Правда, криминалист сделал остроумное предположение, что язык румынский.
— Раз уж мы имеем дело с вампирами, логично думать, что это тайный дневник графа Дракулы.
Но я не очень уверенно возразила, что в Румынии вроде бы пишут латинскими буквами.
— И в Польше тоже, — согласился эксперт. Он опять приоткрыл уголок блокнота и вгляделся в неровные буквы. — То ли украинская мова, то ли нет, не могу понять. У нас есть кто-нибудь, кто на украинском сечет?
Мы оба стали лихорадочно вспоминать, кто бы из наших сослуживцев не только говорил, но и читал по-украински. Никого не вспомнили и расстроились.
— Ладно, Машка, не журись, — потрепал меня эксперт по плечу. — Это ж не австралийский диалект какой-нибудь и не древне-шумерская клинопись, найдешь переводчика. Главное, что записи есть. Может, тут черным по белому написано — “я вампир и каждую ночь выхожу на охоту по таким-то адресам”, а потом — приметы жертв.

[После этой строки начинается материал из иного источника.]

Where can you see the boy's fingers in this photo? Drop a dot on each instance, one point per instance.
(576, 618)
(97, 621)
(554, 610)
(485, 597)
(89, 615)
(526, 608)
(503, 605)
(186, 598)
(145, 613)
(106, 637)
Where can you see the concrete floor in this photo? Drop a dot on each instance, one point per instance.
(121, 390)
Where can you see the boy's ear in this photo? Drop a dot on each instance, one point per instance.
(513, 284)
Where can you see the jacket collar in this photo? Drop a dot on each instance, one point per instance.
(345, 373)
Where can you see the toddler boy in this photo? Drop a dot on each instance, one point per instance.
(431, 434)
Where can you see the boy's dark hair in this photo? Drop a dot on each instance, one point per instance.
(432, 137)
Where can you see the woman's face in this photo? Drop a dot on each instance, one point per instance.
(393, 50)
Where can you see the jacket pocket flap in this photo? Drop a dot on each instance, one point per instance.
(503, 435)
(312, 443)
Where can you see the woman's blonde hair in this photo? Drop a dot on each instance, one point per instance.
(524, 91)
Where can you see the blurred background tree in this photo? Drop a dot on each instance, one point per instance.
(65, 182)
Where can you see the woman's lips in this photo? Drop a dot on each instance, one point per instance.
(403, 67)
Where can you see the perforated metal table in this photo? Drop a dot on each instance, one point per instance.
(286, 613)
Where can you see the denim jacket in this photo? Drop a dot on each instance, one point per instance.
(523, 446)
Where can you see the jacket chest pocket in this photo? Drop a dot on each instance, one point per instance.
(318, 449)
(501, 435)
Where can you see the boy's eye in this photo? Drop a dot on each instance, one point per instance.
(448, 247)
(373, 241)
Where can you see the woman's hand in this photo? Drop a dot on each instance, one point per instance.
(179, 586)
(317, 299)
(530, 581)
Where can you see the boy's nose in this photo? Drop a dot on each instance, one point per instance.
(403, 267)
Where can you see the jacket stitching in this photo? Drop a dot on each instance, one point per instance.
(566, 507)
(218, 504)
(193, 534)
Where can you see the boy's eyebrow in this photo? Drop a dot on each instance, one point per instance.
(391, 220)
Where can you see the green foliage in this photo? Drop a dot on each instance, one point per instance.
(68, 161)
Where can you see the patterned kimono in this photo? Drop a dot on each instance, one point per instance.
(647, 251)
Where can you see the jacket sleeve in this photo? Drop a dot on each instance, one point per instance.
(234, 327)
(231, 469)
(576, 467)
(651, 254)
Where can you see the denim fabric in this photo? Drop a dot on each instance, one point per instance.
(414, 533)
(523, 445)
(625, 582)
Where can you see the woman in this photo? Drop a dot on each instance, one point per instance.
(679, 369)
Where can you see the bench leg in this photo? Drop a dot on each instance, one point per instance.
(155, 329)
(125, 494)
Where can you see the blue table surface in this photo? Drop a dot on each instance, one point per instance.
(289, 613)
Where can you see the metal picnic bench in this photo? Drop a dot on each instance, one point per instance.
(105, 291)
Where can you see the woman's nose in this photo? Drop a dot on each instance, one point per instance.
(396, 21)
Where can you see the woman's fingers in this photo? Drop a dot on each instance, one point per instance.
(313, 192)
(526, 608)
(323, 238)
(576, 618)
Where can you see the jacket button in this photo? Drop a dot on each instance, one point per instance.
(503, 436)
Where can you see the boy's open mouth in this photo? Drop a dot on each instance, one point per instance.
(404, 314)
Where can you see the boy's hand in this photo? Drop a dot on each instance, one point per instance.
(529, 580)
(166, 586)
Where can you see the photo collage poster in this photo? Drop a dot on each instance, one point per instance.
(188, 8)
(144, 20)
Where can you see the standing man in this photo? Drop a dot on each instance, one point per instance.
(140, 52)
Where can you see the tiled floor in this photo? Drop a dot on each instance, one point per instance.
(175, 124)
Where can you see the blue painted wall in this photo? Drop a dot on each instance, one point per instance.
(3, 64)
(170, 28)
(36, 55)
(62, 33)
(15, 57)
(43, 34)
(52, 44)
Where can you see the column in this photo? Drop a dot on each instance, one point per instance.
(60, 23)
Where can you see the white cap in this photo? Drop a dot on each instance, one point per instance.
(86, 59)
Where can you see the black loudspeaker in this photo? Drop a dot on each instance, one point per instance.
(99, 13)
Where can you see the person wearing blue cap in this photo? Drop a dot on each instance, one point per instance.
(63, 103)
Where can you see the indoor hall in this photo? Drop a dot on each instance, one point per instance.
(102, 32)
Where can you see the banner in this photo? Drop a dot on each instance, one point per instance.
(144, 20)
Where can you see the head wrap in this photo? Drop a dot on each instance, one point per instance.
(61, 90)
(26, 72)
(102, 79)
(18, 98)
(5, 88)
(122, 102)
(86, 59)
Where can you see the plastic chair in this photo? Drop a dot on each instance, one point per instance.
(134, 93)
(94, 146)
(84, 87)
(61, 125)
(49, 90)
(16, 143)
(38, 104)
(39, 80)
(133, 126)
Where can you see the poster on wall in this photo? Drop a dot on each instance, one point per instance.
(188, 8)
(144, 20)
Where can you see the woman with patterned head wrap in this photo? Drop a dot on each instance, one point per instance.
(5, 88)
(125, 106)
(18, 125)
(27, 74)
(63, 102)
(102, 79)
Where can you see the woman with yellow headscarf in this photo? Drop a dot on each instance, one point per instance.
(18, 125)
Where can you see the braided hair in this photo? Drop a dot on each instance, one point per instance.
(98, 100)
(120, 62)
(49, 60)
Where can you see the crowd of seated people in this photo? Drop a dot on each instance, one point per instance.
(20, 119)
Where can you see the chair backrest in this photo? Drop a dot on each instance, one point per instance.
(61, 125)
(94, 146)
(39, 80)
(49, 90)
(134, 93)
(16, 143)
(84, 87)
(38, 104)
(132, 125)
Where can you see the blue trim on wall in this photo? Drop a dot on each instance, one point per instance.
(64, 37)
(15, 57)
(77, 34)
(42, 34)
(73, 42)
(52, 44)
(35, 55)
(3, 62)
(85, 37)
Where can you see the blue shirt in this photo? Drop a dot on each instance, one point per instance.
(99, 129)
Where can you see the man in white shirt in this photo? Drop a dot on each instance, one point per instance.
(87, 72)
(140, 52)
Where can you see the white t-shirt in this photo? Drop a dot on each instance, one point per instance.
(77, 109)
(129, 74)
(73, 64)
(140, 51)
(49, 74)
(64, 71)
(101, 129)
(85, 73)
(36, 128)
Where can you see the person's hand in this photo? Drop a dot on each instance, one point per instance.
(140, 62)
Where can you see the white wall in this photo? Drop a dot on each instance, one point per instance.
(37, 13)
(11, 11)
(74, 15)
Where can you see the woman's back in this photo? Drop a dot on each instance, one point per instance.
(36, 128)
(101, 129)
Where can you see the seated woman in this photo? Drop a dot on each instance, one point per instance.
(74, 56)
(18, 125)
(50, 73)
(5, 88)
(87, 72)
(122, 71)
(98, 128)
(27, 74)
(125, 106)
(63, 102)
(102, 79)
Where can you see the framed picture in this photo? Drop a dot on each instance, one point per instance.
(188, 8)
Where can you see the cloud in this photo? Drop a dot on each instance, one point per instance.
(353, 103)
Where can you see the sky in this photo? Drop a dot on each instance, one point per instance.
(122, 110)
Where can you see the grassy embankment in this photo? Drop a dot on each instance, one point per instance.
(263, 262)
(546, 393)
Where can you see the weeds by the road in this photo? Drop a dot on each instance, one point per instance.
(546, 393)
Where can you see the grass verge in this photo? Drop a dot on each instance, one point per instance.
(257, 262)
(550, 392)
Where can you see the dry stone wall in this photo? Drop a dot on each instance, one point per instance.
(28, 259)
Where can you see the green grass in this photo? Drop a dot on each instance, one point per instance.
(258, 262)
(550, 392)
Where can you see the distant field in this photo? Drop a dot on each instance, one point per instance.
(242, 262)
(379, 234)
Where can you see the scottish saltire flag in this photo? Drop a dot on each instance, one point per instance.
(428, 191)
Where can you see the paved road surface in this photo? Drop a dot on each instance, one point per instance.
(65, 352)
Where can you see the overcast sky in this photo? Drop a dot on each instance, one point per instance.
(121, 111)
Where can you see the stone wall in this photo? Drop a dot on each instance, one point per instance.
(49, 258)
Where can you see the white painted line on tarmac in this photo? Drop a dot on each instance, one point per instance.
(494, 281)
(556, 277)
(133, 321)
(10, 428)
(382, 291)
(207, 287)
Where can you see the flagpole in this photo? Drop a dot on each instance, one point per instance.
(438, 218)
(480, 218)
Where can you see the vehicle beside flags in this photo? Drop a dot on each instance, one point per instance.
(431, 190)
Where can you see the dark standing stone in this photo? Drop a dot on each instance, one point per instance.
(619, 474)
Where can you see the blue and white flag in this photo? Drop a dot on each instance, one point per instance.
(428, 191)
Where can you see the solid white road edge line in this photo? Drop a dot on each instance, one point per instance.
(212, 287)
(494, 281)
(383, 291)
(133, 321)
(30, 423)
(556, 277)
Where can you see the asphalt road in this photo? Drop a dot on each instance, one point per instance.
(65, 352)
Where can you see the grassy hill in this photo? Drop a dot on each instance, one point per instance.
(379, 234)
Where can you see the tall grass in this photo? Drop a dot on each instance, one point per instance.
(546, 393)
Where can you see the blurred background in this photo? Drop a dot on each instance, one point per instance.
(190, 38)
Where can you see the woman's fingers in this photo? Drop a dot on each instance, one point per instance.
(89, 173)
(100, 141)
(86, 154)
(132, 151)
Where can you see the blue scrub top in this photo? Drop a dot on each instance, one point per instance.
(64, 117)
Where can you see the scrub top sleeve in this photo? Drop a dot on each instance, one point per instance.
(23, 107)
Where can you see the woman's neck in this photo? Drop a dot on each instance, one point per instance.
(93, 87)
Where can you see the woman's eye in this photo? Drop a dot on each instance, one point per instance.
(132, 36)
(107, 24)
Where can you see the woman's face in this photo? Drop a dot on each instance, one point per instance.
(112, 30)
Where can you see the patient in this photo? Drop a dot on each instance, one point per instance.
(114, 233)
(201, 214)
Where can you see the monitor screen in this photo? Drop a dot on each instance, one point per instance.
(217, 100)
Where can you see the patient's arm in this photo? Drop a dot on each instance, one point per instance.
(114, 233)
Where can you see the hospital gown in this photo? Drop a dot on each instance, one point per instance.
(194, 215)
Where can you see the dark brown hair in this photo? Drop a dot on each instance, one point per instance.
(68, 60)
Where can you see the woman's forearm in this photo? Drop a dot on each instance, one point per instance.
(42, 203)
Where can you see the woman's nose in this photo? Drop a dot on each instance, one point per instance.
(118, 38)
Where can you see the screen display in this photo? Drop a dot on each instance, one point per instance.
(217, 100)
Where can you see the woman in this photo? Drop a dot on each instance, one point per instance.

Я уныло покачала головой; нет, на такие подарки судьбы мне давно рассчитывать не приходилось. Скорее всего, тут какой-нибудь бред, на расшифровку которого я потрачу уйму времени и денег, потому что такие экспертизы у нас платные, и на выходе получу или дурацкие вирши типа “Бог создал вора, а черт — прокурора”, или наброски писем в родное село, или перечень расходов по хозяйству. Но все равно интересно, чем залиты эти невзрачные блокнотики? Небось, кровью невинных жертв. И что там все-таки написано?
Красиво оформив протокол осмотра вещ-доков, я попыталась уговорить криминалиста посетить вместе со мной квартиру Бенде-ри. И, к своему удивлению, уговорила. Правда, мы оба вовремя сообразили, что для этого мероприятия нам понадобится еще и доктор: во-первых, в комнате вполне могут быть следы крови, изымать которые лучше специалисту в области судебной медицины; во-вторых, пусть доктор освидетельствует обоих жильцов — что там у них с шеями?
Нечеловеческими усилиями я добилась участия в мероприятии судебного медика. Руководитель дежурного отделения судебных медиков, которому я позвонила и изложила свою просьбу, раз триста повторил, что заказывать эксперта надо за три дня, что если в городе произойдет убийство, то закрыть вызов будет некем, и что порядок должен быть для всех один. Поскольку я не возражала, а терпеливо слушала, и даже вставляла какие-то уважительные междометия, он, наконец, выдохся. Закрыв трубку ладонью, он с кем-то пошептался, после чего уже с меньшим энтузиазмом заговорил о том, что делает это исключительно из уважения к моей личности, и что я теперь обязана ему по гроб жизни… В это время криминалист по своему мобильнику договаривался с Костей Мигулько о выделении нам оперативного сопровождения (мы посчитали, что грамотнее получится, если просьба будет исходить от нашего криминалистического отдела — все-таки их человек пострадал в неравной схватке с вампирами; своему брату милиционеру убойный отдел не откажет).